Der General stellte zwei Krüglein vor Mary und Lansing auf und schenkte aus einer Flasche ein.
»Ich kann nur hoffen«, sagte er dabei, »daß sich das Abendessen als so bekömmlich wie dieses Getränk erweist.« Lansing nahm einen Schluck. Es war ein milder Schnaps, der wohltuend warm durch die Kehle rann. Der Professor trank ein zweites Mal.

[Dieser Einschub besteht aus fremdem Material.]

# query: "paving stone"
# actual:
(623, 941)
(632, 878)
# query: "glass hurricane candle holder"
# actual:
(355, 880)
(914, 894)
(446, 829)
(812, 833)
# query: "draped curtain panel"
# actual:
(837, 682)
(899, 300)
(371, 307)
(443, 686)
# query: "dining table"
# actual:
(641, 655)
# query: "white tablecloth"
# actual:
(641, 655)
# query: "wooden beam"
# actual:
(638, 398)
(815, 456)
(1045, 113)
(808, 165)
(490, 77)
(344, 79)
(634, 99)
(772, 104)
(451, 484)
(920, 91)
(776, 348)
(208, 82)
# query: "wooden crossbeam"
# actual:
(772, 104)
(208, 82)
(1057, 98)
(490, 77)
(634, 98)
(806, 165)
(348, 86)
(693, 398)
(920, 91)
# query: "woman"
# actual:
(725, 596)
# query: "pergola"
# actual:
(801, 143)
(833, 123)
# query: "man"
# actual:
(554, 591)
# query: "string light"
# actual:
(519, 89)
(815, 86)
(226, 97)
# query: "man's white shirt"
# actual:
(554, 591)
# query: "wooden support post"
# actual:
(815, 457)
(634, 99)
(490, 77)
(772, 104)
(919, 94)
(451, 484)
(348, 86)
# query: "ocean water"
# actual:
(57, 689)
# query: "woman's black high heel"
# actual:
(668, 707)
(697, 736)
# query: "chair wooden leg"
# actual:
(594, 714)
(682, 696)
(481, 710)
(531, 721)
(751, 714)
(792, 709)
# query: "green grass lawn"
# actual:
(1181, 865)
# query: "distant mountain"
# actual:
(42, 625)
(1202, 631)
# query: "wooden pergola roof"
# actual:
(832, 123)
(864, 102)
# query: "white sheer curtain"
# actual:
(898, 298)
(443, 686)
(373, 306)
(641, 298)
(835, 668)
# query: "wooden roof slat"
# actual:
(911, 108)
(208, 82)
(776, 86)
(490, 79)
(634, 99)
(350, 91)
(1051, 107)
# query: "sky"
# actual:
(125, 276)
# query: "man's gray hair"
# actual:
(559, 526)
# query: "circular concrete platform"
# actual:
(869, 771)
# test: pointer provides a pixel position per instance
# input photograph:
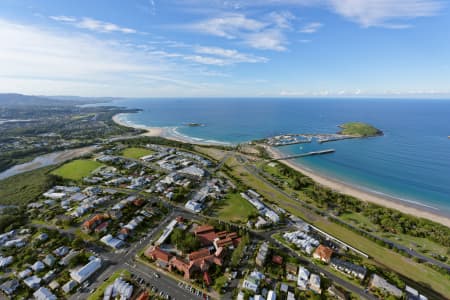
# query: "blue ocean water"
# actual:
(411, 161)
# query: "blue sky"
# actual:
(290, 48)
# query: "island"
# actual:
(359, 129)
(195, 124)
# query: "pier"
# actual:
(321, 152)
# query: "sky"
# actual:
(232, 48)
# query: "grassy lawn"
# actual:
(77, 169)
(98, 294)
(381, 256)
(136, 153)
(25, 187)
(211, 152)
(234, 208)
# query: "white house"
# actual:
(86, 271)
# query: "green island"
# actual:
(359, 129)
(195, 124)
(136, 153)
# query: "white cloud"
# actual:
(270, 39)
(311, 27)
(282, 19)
(229, 25)
(93, 24)
(367, 13)
(263, 35)
(40, 61)
(63, 18)
(382, 12)
(230, 56)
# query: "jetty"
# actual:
(312, 153)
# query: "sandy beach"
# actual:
(403, 206)
(170, 133)
(341, 187)
(151, 131)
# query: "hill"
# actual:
(359, 129)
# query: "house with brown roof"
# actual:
(199, 254)
(291, 268)
(160, 256)
(93, 222)
(323, 253)
(276, 259)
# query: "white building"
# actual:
(314, 283)
(32, 282)
(86, 271)
(303, 277)
(5, 261)
(44, 294)
(271, 215)
(193, 206)
(193, 171)
(112, 242)
(271, 295)
(252, 281)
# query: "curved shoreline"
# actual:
(170, 133)
(411, 208)
(404, 206)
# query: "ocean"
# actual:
(410, 162)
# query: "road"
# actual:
(120, 260)
(256, 172)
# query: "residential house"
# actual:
(303, 277)
(262, 254)
(87, 270)
(323, 253)
(69, 286)
(271, 295)
(9, 287)
(33, 282)
(349, 268)
(44, 294)
(252, 281)
(333, 291)
(49, 260)
(160, 256)
(38, 266)
(314, 283)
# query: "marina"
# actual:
(292, 139)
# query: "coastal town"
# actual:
(141, 220)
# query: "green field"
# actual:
(136, 153)
(77, 169)
(25, 187)
(98, 294)
(359, 129)
(234, 208)
(384, 257)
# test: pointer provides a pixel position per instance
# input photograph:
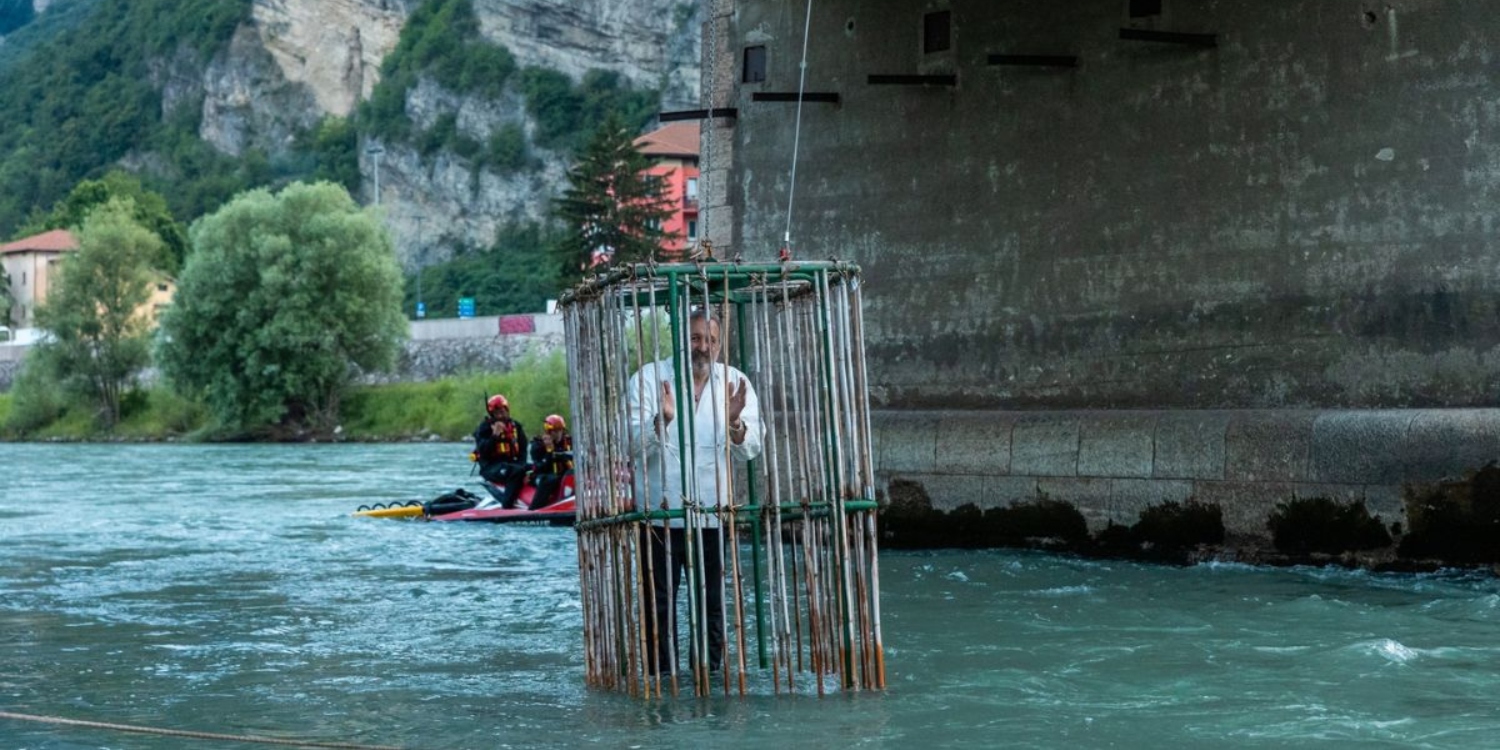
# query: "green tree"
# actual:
(611, 204)
(95, 308)
(150, 212)
(285, 297)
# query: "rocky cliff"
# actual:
(302, 59)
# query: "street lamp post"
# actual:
(422, 309)
(375, 150)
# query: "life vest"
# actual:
(506, 447)
(555, 464)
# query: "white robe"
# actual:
(657, 456)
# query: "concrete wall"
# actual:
(1302, 216)
(1115, 464)
(1238, 272)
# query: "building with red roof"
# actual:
(30, 263)
(672, 150)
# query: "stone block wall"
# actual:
(1115, 464)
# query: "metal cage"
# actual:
(792, 527)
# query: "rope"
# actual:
(183, 732)
(797, 129)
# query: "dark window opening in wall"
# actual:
(938, 32)
(755, 65)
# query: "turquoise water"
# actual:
(227, 588)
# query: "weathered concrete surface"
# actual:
(1302, 216)
(1112, 465)
(1239, 273)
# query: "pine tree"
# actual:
(612, 209)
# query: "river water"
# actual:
(228, 590)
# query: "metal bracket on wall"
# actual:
(791, 96)
(1041, 60)
(699, 114)
(914, 80)
(1176, 38)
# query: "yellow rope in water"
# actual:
(185, 732)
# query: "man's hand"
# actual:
(666, 407)
(737, 399)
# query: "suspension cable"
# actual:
(797, 131)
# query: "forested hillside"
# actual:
(90, 86)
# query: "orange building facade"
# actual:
(672, 150)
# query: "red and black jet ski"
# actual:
(561, 512)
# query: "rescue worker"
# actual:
(551, 459)
(500, 449)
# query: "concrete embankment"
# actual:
(1115, 465)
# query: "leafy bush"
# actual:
(453, 407)
(1037, 519)
(1455, 521)
(36, 396)
(1175, 527)
(1308, 525)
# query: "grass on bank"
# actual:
(446, 408)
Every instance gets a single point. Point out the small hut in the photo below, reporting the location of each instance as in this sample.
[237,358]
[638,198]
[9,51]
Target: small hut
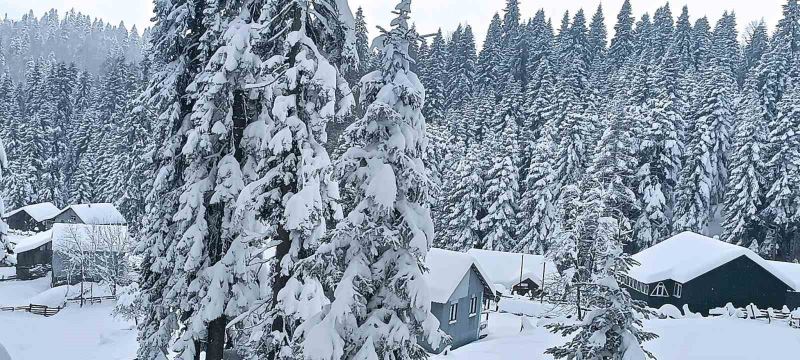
[31,218]
[34,255]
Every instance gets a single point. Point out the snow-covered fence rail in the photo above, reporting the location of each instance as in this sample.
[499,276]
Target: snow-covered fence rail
[753,312]
[92,300]
[43,310]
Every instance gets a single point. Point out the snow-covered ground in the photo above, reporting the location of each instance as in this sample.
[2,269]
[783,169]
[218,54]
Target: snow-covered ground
[88,333]
[75,333]
[92,333]
[680,339]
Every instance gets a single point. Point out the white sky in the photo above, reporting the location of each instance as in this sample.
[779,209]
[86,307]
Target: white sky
[429,15]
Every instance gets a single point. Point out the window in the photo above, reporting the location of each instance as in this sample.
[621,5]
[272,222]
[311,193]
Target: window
[473,306]
[660,291]
[453,312]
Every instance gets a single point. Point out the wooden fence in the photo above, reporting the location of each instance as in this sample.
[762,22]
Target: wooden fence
[34,309]
[752,312]
[92,300]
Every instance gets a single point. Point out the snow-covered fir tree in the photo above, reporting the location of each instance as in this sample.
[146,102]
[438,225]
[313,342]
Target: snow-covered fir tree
[380,307]
[501,197]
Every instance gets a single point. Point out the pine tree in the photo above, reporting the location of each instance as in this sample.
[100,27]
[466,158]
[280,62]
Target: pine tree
[488,69]
[622,45]
[784,170]
[437,75]
[463,220]
[663,30]
[502,191]
[756,45]
[701,48]
[5,243]
[293,189]
[380,307]
[214,158]
[744,198]
[461,69]
[537,212]
[175,39]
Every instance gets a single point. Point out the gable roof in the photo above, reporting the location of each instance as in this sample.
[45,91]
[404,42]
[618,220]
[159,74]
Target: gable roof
[790,270]
[33,241]
[446,270]
[39,212]
[97,214]
[504,267]
[688,255]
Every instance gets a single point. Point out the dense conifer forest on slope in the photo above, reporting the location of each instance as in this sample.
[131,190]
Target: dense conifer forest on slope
[230,128]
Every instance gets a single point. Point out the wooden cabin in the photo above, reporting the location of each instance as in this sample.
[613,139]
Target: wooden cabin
[54,251]
[704,273]
[34,256]
[31,218]
[458,286]
[513,273]
[90,214]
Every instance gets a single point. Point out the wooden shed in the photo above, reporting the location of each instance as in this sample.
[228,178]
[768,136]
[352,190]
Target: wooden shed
[31,218]
[704,273]
[34,256]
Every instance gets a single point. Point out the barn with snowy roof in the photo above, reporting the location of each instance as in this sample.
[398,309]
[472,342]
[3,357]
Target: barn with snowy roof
[705,273]
[522,274]
[31,217]
[457,286]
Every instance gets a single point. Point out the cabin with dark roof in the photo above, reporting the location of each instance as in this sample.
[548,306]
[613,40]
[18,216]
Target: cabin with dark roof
[514,273]
[31,218]
[792,271]
[89,214]
[704,273]
[458,287]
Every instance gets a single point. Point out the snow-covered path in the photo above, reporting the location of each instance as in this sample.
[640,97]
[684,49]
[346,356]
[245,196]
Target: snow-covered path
[680,339]
[88,333]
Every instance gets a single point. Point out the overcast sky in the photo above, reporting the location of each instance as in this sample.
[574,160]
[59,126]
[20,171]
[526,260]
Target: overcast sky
[430,15]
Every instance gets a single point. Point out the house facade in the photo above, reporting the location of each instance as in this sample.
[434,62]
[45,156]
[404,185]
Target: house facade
[704,273]
[458,287]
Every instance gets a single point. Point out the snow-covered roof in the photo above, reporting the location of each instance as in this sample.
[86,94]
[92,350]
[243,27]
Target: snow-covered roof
[790,270]
[98,214]
[447,269]
[39,212]
[504,267]
[33,241]
[89,237]
[688,255]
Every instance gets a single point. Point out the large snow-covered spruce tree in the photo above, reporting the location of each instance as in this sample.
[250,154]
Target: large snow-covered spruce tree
[294,193]
[176,38]
[5,244]
[214,256]
[380,307]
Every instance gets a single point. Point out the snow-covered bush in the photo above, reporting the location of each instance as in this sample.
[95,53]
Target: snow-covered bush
[670,311]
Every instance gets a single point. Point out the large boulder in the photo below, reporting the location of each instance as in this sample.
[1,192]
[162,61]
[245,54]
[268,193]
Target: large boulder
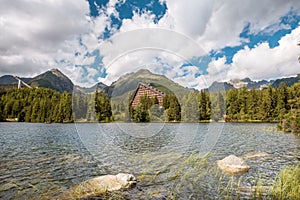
[100,185]
[233,165]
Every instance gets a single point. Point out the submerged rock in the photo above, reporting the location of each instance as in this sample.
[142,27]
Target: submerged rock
[100,185]
[256,155]
[233,165]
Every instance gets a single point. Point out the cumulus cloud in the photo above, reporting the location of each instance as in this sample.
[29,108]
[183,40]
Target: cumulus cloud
[261,62]
[32,32]
[265,62]
[209,25]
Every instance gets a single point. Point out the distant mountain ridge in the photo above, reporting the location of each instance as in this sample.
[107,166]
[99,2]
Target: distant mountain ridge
[247,82]
[127,83]
[53,79]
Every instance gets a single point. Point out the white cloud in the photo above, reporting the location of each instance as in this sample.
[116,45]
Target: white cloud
[261,62]
[265,62]
[34,31]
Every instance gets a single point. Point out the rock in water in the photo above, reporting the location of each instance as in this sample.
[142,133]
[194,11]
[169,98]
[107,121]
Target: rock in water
[100,185]
[233,165]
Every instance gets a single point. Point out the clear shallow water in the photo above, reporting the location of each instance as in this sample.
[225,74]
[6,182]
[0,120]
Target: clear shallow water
[44,160]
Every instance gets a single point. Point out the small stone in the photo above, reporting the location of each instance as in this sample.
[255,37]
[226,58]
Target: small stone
[233,165]
[100,185]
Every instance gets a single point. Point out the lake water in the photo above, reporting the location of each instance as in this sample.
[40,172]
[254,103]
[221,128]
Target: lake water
[170,160]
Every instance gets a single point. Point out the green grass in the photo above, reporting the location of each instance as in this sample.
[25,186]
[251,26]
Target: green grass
[287,184]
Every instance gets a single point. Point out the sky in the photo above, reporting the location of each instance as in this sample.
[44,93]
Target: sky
[192,42]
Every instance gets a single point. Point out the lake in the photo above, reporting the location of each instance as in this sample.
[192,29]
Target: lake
[169,159]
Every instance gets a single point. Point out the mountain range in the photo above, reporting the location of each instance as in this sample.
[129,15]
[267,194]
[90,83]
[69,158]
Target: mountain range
[127,83]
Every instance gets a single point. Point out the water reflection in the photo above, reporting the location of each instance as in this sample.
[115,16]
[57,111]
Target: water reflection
[39,160]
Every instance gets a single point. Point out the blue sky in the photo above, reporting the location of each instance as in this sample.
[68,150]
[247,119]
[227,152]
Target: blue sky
[191,42]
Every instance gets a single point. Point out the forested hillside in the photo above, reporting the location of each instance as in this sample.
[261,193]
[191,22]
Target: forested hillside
[36,105]
[235,105]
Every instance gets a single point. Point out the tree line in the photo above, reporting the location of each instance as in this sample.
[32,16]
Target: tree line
[46,105]
[36,105]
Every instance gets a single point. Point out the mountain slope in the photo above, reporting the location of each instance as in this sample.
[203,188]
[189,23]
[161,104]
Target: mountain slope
[129,82]
[9,79]
[99,86]
[53,79]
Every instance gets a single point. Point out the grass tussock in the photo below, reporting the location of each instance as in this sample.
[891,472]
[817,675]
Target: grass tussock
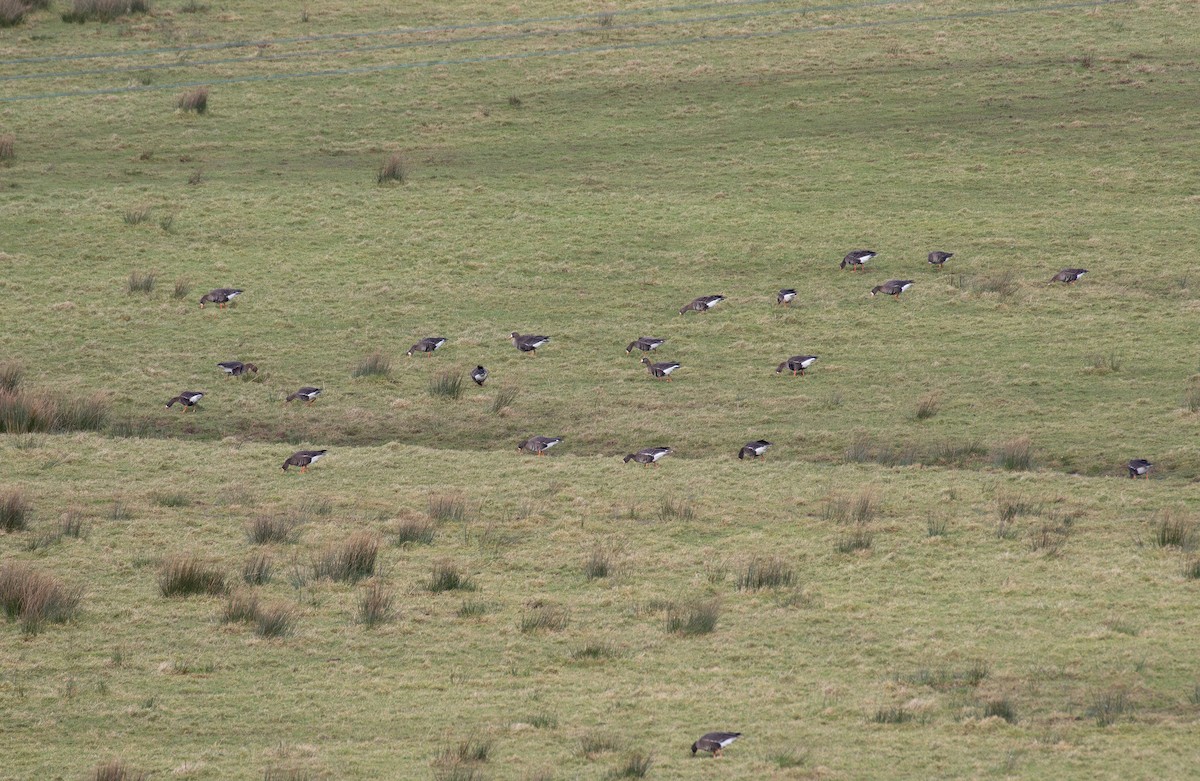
[541,617]
[407,533]
[377,605]
[185,575]
[193,101]
[265,529]
[447,385]
[115,770]
[503,400]
[448,577]
[373,365]
[15,511]
[766,572]
[35,598]
[24,412]
[275,620]
[697,617]
[257,569]
[447,508]
[394,169]
[142,281]
[1015,455]
[635,766]
[348,562]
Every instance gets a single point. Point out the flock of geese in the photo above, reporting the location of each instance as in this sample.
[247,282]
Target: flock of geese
[531,343]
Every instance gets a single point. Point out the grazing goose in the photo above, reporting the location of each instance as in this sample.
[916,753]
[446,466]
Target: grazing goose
[714,742]
[307,394]
[1139,467]
[187,398]
[648,456]
[645,343]
[797,364]
[660,370]
[857,259]
[703,304]
[529,342]
[939,258]
[893,288]
[221,296]
[427,344]
[303,458]
[539,445]
[756,449]
[237,368]
[1067,276]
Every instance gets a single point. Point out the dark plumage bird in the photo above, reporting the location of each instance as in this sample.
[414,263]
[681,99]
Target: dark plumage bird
[1067,276]
[939,258]
[237,368]
[648,455]
[304,458]
[797,364]
[187,398]
[756,449]
[714,742]
[221,296]
[645,343]
[858,258]
[703,304]
[427,344]
[307,394]
[528,342]
[660,370]
[893,288]
[539,445]
[1139,467]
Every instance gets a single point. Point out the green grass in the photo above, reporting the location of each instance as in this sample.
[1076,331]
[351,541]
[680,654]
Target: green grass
[615,187]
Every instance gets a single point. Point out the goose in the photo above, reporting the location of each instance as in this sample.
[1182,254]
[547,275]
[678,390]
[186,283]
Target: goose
[893,288]
[307,394]
[797,364]
[858,258]
[529,342]
[660,370]
[539,445]
[303,458]
[427,344]
[221,296]
[937,258]
[1139,467]
[1067,276]
[187,398]
[237,368]
[756,449]
[648,456]
[714,742]
[645,343]
[703,304]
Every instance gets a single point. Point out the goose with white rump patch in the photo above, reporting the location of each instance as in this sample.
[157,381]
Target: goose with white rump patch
[539,445]
[648,456]
[663,370]
[304,458]
[797,364]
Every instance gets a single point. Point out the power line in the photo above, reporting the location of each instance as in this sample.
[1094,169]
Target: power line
[526,55]
[483,38]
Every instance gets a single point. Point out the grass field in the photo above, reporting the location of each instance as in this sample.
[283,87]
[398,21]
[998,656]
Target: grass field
[582,172]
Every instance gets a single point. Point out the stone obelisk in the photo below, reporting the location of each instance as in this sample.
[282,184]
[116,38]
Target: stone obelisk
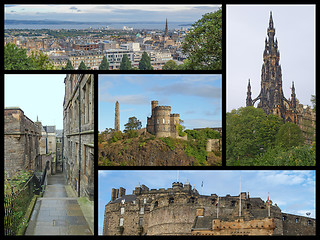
[117,118]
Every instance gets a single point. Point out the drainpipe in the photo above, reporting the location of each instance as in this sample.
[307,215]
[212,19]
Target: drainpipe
[79,137]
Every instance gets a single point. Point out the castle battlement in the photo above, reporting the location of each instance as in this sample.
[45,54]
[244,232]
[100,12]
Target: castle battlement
[182,210]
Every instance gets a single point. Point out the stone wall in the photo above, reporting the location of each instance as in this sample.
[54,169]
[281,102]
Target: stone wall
[21,141]
[298,225]
[78,149]
[181,210]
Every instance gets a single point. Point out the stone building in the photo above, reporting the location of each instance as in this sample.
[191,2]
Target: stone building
[181,210]
[162,122]
[78,134]
[48,140]
[21,142]
[271,97]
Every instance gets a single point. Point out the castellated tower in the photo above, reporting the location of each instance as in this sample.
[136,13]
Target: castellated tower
[162,123]
[117,118]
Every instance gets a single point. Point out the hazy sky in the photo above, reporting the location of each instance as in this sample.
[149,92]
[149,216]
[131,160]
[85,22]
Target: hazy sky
[246,32]
[292,191]
[196,97]
[108,13]
[37,95]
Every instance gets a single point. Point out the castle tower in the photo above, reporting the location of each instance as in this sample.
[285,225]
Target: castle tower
[117,118]
[249,99]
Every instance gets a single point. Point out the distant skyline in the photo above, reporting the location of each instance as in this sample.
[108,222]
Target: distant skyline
[246,33]
[38,95]
[294,191]
[108,12]
[196,97]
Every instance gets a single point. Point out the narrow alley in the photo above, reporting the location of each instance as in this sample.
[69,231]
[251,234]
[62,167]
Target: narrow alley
[58,211]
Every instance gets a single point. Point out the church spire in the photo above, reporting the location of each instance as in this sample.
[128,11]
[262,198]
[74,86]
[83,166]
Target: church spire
[271,21]
[249,99]
[166,30]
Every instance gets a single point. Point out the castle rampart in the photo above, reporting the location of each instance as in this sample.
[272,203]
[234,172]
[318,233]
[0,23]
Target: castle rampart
[181,210]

»Bevor Sie beide kamen«, sagte der General, an Mary und Lansing gewandt, »haben wir hiergesessen und uns gefragt, ob Sie vielleicht wüßten, was hier eigentlich vor sich geht. Aber nach dem, was Sie gesagt haben, Miss Owen, schließe ich, daß Sie es auch nicht wissen. Wie ist es mit Ihnen, Mr. Lansing?« »Keine blasse Ahnung«, erwiderte Lansing. »Unser Wirt beteuert ebenfalls, nichts zu wissen«, sagte der Pastor. » Er versichert, daß er sich nur um sein Lokal kümmert und keine Fragen stellt. Er wisse gar nicht, wen er fragen solle, behauptet er. Ich würde sagen, der Mann lügt.«
»Sie sind zu schnell mit Ihrem Urteil bei der Hand«, warf Sandra Carver, die Dichterin, ein. »Er hat ein offenes, ehrliches Gesicht, finde ich.« »Er sieht aus wie ein Schwein«, erklärte der Pastor. »Und er beherbergt die Sünde unter seinem Dach. Diese Männer dort mit ihrem Kartenspiel.«
»Sie haben mit mir zusammen einen Schnaps nach dem anderen getrunken«, knurrte der General.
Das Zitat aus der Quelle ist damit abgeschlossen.